Describing the political landscape in terms of “left” and “right” certainly has its conveniences and perhaps even some real advantages, but it also encourages us to think of these views as symmetrical and spread out along just one dimension. People sometimes try to overcome this by creating a familiar four-quadrant diagram with two dimensions. This doesn’t help much, however, because it merely expands the the discussion from one dimension to two, and this relies on simplistic answers given to a few questions. Even if we expand this further to a more sophisticated statistical model and a larger survey, we are still approaching political affiliation as essentially a propositional affair.

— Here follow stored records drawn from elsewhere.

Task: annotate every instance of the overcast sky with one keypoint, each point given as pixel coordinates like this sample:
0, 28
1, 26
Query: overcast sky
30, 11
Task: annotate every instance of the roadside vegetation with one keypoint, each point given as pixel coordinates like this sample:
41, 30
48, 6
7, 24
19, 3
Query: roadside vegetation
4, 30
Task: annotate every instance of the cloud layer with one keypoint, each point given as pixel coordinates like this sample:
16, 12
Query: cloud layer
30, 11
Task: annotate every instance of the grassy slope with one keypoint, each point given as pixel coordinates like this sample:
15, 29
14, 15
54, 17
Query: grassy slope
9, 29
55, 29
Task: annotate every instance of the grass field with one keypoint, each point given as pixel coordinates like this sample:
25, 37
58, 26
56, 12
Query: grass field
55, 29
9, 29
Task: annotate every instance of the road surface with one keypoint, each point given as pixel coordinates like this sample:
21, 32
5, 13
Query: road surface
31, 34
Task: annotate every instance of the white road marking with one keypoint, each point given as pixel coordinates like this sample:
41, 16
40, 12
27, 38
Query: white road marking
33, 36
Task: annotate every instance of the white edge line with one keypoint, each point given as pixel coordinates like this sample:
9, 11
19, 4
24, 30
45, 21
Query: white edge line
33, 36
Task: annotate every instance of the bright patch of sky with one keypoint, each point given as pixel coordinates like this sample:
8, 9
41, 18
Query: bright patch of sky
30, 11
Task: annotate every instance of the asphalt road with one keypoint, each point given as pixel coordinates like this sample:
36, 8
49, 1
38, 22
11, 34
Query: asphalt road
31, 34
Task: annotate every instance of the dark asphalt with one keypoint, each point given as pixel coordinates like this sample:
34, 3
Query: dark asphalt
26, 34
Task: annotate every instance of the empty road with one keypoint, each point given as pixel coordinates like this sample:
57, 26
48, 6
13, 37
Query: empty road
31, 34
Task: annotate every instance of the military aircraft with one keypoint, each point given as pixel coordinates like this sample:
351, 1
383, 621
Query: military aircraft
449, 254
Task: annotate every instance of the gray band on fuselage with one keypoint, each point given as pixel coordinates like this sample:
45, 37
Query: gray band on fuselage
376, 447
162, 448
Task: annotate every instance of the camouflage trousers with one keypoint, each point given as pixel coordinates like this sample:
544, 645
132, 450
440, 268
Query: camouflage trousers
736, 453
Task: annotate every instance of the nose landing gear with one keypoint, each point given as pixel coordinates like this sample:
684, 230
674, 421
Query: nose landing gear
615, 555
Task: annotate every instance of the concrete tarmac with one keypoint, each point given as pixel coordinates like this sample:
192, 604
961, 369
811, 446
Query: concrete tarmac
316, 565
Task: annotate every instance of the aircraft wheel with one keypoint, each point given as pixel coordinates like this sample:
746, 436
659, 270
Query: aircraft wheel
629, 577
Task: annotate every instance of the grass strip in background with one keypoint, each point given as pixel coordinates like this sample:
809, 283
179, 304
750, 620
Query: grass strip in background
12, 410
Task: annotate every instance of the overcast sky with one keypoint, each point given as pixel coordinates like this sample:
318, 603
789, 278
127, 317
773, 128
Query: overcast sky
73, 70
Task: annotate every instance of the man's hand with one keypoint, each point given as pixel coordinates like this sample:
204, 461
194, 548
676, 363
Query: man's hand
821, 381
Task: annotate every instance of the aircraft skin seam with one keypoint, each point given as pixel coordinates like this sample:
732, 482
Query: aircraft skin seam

This may be fair for a number of modern political movements which explicitly present themselves in manifestos. Liberalism as much as communism or fascism can, perhaps, be captured by a list of principles to be ratified. Ironically, one of the few notions from Marx that I am willing to call helpful is the notion of “ideology.” As people frequently use this term, it simply stands as a synonym for “philosophy” or “semi-sophisticated-word-that-sounds-like-it-has-something-to-do-with-ideas.” As Marx uses the word, however, an ideology is an all too simple view of the world that claims to understand everything in a few easy to understand dogmas and can be transmitted through propaganda and the mindless repetition of slogans. Thanks to Jordan Peterson, this usage is seeing a resurgence.
At some level, ideologies must always dominate democratic constitutions. Because democracies place political power into the hands of whatever position or candidate can gather a critical mass of votes, power must always go to that which can be expressed to a great mass of men and bring them to some kind of agreement. Try getting five friends to agree on a restaurant and you may see the use of slogans. This must necessarily be something simplistic, something that can fit on signs and bumper stickers.
At a deeper level, however, most people have more complex and nuanced views of the world than the slogans they have supported (even repeated) for the sake of a pragmatic victory. I say, “most people,” but I worry that without great caution and greater courage we risk a slide into the slogans we support until, like Sheol, they swallow us whole. Hence my discomfort with “left” and “right.” While conservatism at its worst certainly has its slogans, conservatism at its best becomes a form of love.
Conservatism looks upon even the most sophisticated political ideologies with horror because they all presume to comprehend human life—other people’s real human lives—under their totalizing rationalism.
Instead, conservatism should be seen as a set of sentiments: a sense of loyalty to place and custom, an affection for one’s hometown and beautiful things easily destroyed, a sense of piety and reverence for that which is sacred, and humility before the living wisdom of one’s ancestors. Certainly, these sentiments will bubble up into philosophical claims, as they do in men like GK Chesterton, CS Lewis, Russel Kirk, or Roger Scruton, but such claims begin in such men as sentiments, as an orientation of love toward an awesomely variegated world.